Actually all of Friendship Village, the solidly progressive neighborhood of Bethesda, was no different. Wives were propping up their feet, getting buzzed, and happy as larks that the years of emotional penury were finally over. Excess was back again. Having more than one drink, topping off the tank, tossing masks and social distancing out the window, delighting in hot days and warm winters...Ahhh, sheer delight.
Women, keepers of the hearth, have always known what's what, when the screw was turning and when it was time to fold 'em; and so it was with his wife and her book group. A collective sigh of relief when Trump was elected - a silent one knowing the rabidness of their husbands' beliefs, but a smiling release nonetheless. Marriage had been put on hold for years because of their husbands' political fury, and they had gone along with it, played the part of equally committed spouse, marched along side, but biding their time until the phase had ended; and with Donald Trump it surely had.

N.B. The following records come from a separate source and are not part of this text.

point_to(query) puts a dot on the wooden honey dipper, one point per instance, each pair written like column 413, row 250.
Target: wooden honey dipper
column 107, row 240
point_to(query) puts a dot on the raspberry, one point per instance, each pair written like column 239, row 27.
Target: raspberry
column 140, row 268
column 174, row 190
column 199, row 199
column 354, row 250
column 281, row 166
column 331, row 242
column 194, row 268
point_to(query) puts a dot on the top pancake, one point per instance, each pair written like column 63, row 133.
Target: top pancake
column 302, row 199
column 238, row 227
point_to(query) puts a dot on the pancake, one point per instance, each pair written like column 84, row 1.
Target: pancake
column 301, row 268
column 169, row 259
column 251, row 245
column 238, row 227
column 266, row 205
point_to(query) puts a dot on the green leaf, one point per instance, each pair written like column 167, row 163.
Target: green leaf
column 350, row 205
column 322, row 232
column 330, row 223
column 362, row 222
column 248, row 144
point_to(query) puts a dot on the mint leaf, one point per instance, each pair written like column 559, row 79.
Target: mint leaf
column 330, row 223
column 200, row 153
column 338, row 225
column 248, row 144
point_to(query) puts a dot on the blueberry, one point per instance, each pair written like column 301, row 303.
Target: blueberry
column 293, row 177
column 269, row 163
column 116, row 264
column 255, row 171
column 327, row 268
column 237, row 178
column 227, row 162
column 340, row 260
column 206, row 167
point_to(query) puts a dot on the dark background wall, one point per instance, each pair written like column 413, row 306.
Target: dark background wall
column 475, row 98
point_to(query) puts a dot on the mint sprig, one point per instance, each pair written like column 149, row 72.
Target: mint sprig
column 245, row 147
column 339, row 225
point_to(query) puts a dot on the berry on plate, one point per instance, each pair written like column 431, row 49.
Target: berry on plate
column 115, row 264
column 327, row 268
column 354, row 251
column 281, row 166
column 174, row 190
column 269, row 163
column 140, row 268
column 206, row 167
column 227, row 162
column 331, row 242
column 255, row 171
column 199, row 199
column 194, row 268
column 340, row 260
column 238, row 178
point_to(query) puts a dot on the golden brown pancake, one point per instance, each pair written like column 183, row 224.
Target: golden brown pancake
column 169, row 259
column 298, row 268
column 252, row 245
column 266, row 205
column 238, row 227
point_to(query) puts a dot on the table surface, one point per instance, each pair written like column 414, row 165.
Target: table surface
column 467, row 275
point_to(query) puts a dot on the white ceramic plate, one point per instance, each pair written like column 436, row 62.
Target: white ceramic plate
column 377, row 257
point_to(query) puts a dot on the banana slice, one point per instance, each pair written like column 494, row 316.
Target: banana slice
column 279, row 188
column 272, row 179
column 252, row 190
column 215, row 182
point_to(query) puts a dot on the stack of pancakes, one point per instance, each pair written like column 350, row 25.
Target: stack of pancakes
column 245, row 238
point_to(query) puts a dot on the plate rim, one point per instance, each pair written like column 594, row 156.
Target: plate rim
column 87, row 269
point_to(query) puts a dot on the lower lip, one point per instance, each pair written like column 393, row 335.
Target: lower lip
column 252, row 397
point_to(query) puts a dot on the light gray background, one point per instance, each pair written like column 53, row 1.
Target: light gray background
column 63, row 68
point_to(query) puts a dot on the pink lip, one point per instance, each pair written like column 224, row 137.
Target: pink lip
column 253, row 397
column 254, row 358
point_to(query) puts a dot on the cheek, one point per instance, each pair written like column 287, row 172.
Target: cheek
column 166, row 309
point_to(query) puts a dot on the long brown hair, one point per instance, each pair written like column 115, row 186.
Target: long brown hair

Bob, on the other had, was disconsolate, let down, betrayed. How could she? he spluttered as he stormed up the stairs, the drumbeat of the inaugural marching bands still in his head. He looked at the pictures of King, Abernathy, and Jackson crossing the Pettis bridge, and smiled. Ahh, those were the days, he thought; but the howls of a group of MAGA hat wearing goons roaring up and down Wisconsin Avenue broke the reverie, and again, 'What's a mother to do?'
He turned the thermostat down - his wife had deliberately jacked it up - and wandered from room to room, looking at his peacenik, women's march, gay pride, Black Lives Matter memorabilia. No, he shouted to no one in particular. No, I will never give up, never; but the shock was simply too much for a man of his age and increasing mental infirmity, and only the glue factory was in his future. Out to pasture for a few years, then headed for home.